P0-T0 = 10 P1-T0 = 20 P0-T1 = 30 P1-T1 = 40 P0-T2 = 50 P1-T2 = 60
解决方案:
给定,学生数量(P)= 3任务数量(N)= 3.要查找,可靠性系数,请按照以下步骤操作:
步骤1
给我们一个机会,先计算人和他们的任务的平均分
The average score of Task (T0) = 10 + 20/2 = 15 The average score of Task (T1) = 30 + 40/2 = 35 The average score of Task (T2) = 50 + 60/2 = 55
第2步
接下来,计算方差:
Variance of P0-T0 and P1-T0: Variance = square (10-15) + square (20-15)/2 = 25 Variance of P0-T1 and P1-T1: Variance = square (30-35) + square (40-35)/2 = 25 Variance of P0-T2 and P1-T2: Variance = square (50-55) + square (50-55)/2 = 25
步骤3
现在,示出P sub和Sub Sub的每一个的方差,其中P sub,0, > 0 -T 1 和P 1 -T 1 ,P > 2和P sub 1 -T sub 2。 为了确定单个方差值,我们应该包括所有上述计算的变化值。

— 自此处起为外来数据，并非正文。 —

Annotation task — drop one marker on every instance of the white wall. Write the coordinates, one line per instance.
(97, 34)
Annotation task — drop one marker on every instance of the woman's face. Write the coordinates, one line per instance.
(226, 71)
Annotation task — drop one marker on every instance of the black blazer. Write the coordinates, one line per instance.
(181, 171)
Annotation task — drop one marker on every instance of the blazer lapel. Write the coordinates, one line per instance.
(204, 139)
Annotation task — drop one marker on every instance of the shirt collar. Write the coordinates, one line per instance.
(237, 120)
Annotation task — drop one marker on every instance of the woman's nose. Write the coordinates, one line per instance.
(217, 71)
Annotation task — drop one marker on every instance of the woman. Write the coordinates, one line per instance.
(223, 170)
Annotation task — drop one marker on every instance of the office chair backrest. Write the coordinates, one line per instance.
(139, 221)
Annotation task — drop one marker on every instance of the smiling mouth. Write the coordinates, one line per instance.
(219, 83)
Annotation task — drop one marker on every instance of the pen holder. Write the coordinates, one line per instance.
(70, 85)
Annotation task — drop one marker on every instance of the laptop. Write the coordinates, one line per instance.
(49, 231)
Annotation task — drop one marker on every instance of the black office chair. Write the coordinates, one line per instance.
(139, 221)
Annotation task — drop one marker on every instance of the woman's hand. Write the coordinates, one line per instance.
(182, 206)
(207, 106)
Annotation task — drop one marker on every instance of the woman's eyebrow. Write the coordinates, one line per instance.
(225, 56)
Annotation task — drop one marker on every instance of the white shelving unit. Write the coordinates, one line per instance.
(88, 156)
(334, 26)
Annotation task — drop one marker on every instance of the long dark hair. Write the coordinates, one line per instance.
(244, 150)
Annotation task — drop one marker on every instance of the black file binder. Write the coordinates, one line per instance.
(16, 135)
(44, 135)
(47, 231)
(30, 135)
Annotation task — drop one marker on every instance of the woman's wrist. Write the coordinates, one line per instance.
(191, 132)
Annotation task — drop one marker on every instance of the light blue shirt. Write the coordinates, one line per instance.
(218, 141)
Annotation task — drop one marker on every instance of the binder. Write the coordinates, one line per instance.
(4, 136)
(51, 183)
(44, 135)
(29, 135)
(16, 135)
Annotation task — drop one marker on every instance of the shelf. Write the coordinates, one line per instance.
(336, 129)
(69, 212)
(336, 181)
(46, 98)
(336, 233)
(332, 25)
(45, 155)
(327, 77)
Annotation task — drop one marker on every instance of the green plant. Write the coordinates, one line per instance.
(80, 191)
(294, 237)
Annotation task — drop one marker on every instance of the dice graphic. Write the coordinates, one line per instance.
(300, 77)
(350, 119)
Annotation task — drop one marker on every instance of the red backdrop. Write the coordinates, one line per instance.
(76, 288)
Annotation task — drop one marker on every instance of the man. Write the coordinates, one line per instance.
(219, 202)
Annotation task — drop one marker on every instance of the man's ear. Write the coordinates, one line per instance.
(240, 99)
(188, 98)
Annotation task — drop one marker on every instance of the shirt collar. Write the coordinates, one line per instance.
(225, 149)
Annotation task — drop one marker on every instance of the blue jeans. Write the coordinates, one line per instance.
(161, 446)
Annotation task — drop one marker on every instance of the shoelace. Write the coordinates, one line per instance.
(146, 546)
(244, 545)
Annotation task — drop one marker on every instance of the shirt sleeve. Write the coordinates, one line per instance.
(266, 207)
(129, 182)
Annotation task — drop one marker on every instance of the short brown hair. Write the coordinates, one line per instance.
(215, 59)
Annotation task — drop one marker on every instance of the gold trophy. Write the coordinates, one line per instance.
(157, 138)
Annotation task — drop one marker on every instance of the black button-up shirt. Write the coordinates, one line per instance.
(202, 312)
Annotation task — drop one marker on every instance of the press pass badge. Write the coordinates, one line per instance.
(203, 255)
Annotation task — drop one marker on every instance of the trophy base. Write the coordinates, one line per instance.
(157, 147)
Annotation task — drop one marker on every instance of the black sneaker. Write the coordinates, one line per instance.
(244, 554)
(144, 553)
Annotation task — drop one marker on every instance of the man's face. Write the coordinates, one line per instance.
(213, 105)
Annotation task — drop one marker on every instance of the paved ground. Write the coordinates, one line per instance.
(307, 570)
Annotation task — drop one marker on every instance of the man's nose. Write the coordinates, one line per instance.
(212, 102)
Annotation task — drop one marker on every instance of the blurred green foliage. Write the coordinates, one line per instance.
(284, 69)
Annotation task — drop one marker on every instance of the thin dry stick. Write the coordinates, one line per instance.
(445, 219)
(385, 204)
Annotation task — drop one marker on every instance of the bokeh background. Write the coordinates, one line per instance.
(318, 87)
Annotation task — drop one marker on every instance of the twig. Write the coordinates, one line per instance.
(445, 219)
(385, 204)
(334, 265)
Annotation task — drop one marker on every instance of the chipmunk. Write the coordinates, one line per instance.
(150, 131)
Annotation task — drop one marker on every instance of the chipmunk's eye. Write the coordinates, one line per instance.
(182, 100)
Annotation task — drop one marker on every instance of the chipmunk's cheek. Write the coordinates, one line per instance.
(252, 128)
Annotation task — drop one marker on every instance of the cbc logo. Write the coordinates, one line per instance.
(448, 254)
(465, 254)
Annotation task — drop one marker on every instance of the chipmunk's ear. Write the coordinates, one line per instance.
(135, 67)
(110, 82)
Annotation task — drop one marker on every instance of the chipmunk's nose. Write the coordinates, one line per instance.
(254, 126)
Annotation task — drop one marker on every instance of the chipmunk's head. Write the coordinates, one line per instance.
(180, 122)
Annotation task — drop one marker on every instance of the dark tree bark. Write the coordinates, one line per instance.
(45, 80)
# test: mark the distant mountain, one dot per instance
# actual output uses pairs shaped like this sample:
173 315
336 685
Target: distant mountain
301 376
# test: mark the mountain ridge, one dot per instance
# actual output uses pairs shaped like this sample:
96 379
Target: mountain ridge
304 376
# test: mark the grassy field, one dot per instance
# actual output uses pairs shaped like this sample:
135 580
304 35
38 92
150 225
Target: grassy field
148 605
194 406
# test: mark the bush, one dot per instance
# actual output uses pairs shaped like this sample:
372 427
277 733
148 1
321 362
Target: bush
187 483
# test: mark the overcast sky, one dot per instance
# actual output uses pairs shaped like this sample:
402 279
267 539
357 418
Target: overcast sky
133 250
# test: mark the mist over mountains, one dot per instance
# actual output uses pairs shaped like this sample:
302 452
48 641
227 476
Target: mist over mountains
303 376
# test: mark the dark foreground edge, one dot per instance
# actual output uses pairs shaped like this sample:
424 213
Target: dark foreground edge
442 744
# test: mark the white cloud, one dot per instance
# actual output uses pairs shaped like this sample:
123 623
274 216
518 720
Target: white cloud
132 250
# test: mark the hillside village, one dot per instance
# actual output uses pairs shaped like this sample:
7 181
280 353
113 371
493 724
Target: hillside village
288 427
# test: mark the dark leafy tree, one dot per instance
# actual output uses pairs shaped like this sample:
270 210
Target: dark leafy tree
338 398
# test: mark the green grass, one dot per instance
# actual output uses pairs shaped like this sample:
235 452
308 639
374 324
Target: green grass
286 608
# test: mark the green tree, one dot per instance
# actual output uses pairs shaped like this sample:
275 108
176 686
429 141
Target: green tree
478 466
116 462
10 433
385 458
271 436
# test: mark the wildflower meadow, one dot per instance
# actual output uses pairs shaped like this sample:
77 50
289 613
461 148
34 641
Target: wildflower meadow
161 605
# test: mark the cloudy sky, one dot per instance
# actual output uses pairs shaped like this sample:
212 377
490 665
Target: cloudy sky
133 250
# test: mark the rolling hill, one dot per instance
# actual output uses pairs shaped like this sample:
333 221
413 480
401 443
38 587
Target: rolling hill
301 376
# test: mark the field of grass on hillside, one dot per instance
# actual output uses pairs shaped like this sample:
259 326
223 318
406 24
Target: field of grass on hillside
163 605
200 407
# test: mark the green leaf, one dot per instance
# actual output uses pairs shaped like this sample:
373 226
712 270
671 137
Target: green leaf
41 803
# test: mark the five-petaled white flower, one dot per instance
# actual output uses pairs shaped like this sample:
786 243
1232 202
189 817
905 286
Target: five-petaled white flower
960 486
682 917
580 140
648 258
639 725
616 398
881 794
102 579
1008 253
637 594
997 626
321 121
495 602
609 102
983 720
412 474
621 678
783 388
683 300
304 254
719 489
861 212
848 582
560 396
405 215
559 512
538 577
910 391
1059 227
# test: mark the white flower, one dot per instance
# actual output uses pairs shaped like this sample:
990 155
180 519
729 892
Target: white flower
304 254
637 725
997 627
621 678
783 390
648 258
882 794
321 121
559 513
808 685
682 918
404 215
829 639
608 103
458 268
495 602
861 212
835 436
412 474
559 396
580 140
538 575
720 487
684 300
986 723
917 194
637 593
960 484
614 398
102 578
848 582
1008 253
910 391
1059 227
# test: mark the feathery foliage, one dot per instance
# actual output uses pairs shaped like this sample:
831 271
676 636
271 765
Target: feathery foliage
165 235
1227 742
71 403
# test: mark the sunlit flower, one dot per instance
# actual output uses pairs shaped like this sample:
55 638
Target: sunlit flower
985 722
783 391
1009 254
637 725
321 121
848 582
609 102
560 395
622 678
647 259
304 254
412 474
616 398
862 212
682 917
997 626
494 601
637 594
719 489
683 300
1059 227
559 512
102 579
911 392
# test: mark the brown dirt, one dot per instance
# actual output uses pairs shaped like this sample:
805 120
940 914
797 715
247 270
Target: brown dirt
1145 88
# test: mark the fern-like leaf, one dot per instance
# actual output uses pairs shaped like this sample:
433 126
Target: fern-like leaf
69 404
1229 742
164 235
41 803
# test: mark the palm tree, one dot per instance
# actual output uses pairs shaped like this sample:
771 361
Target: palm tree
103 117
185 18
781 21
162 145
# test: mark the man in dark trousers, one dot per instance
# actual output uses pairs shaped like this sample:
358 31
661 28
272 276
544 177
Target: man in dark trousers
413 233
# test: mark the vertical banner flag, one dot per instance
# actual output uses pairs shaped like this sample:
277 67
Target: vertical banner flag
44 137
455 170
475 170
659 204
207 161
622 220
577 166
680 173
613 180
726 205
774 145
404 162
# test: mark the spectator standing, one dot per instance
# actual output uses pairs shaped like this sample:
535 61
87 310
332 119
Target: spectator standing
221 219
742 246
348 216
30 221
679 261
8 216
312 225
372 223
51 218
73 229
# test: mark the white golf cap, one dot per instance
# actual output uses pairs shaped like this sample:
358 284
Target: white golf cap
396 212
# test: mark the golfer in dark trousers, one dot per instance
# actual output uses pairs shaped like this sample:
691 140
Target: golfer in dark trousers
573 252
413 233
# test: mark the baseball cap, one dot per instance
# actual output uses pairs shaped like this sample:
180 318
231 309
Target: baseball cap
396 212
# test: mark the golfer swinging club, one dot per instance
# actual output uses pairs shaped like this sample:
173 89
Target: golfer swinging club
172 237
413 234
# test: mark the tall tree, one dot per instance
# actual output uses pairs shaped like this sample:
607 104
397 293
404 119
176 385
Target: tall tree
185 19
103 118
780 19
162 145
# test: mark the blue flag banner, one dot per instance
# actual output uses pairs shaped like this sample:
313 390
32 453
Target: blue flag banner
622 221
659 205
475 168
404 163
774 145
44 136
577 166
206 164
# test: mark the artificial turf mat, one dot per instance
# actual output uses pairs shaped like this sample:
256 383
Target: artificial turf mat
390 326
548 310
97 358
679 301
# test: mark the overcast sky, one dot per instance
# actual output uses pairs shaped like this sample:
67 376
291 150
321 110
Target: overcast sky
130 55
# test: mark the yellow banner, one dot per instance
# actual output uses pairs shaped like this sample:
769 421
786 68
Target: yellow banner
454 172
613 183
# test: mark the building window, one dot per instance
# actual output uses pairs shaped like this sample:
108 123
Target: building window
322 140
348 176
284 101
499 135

Total of Individual Variance = 25+25+25=75
步骤4
计算总变化
Variance= square ((P0-T0) - normal score of Person 0) = square (10-15) = 25 Variance= square ((P1-T0) - normal score of Person 0) = square (20-15) = 25 Variance= square ((P0-T1) - normal score of Person 1) = square (30-35) = 25 Variance= square ((P1-T1) - normal score of Person 1) = square (40-35) = 25 Variance= square ((P0-T2) - normal score of Person 2) = square (50-55) = 25 Variance= square ((P1-T2) - normal score of Person 2) = square (60-55) = 25
现在,包括每一个质量,并计算总的变化
Total Variance= 25+25+25+25+25+25 = 150
步骤5
最后,用下面提供的方程中的质量代替发现
${Reliability\ Coefficient,\ RC = (\frac{N}{(N-1)}) \times (\frac{(Total\ Variance\ - Sum\ of\ Variance)}{Total Variance}) \\[7pt]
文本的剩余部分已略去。